The current round of talks are between technical experts, who have opted to meet behind closed doors — presumably so that they are able to establish ground rules in regards to what’s on the table for practically scaling down Iran’s nuclear capabilities free of pressure from meddlesome politicians. As such, it is unlikely that the parties involved will extensively publicize the details and results of the talks. However, a look at the previous round of talks and their participants’ subsequent remarks can give us some insight as to what is on the table.
Last April, the Obama administration shifted from to a more reasonable, relaxed stance, ceding that Iran has the right to enrich uranium at the 5% levels it needs for domestic energy purposes. However, what the U.S. and Israel are really worried about are the 20% enrichment levels at places like the Fordow Nuclear Facility, which Iran uses to produce isotopes to treat its cancer patients. Iran has refused previous fuel swap deals, which would involve a halt to 20% enrichment in exchange for the necessary enriched material from Western powers. It has, however, made vague statements suggesting a willingness to return to low grade enrichment levels once it has as much enriched uranium as it needs to produce the requisite amount of medical isotopes.
This may open a door for the west to reasonably request that Iran close the deeply entrenched, fortified Fordow nuclear facility, provided Iranian nuclear experts (some of whom were potentially targets for assassination by U.S.-Israel backed terrorists) deem that Iran has enough enriched materials for domestic purposes.

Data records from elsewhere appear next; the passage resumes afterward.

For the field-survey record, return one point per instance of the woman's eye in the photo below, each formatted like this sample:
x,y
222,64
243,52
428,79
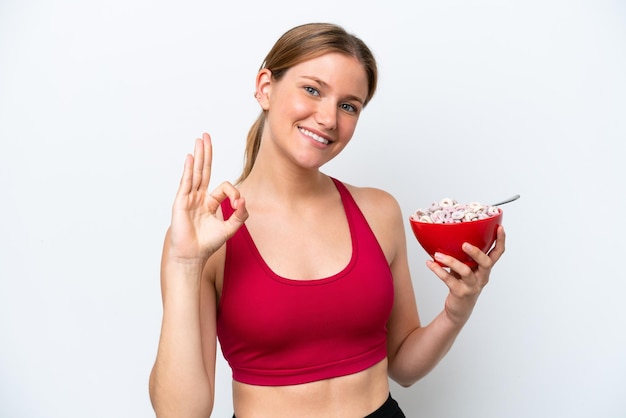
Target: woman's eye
x,y
312,91
349,108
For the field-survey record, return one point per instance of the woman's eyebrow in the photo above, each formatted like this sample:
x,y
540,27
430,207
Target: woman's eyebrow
x,y
324,84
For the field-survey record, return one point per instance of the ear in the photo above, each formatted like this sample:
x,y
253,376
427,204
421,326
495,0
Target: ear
x,y
263,88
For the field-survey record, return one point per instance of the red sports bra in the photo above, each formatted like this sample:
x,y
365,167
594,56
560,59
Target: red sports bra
x,y
276,331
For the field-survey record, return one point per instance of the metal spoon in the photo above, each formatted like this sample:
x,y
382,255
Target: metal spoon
x,y
510,199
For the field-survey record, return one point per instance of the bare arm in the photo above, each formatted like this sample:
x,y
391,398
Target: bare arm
x,y
414,350
183,376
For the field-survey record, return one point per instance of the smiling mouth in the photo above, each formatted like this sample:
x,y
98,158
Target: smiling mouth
x,y
314,136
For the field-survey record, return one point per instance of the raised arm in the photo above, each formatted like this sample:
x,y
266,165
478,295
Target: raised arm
x,y
183,376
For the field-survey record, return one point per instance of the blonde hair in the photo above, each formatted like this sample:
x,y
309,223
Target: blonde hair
x,y
300,44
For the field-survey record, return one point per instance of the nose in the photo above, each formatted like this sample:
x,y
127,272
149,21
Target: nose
x,y
326,114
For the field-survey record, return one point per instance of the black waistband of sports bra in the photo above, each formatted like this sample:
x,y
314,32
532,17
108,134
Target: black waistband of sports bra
x,y
390,409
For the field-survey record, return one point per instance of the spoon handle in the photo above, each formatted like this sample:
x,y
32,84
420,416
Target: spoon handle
x,y
510,199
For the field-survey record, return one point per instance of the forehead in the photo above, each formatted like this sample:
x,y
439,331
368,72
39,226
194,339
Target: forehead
x,y
337,71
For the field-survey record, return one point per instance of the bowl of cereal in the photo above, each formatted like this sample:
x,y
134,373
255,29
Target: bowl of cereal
x,y
446,225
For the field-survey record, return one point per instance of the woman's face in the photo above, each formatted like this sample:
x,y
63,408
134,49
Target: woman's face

The U.S. will undoubtedly pursue its demand that Iran halt production at Fordow. This time it may actually be feasible because, as per the Almaty talks in February, the U.S. is willing to ease sanctions on Iran’s lucrative gold and precious metals industry. More importantly, America has expressed it may partially alleviate sanctions on Iran’s financial and banking sector, which have depreciated Iran’s currency and contributed to a rise in commodity prices, crippling the Iranian economy and adversely affecting its people.
There is good reason to be cautiously optimistic. Saeed Jalili, Iran’s head nuclear negotiator, stated that the talks were a "positive step" that "moved closer to our viewpoint." Although the previously announced U.S. concessions on its crippling sanctions will likely not be enough to coax Iran into reducing its enrichment levels, particularly in the face of other devastating, draconian sanctions, they establish a general platform on which both sides can expand to reach a feasible agreement.
As in any international conflict, hardline war hawks are counterproductively taking advantage of the instability to bolster their domestic support by pandering to the lowest common denominator. Despite the promising comments from other Iranian officials, Supreme Leader Ayatollah Khameni counterproductively called out the West in public for not offering to alleviate enough sanctions.
Even worse, Israeli Prime Minister Benjamin Netanyahu has consistently rejected the potential for any Iranian nuclear concessions through diplomacy, and instead advocated for further sanctions and increased militancy. In the U.S., Netanyahu could get his way, as a bipartisan majority of senators are trying to pass a resolution promising Israel unquestioning support for an overt attack on Iran. Republicans and Democrats in the House are simultaneously pushing for even further sanctions, under instructions from the American Israeli Public Affairs Committee (AIPAC).
Although the diplomatic solution certainly will not happen overnight, it is showing promise. Unfortunately, hawks from all states involved threaten to undermine such a solution, further increasing Middle Eastern instability.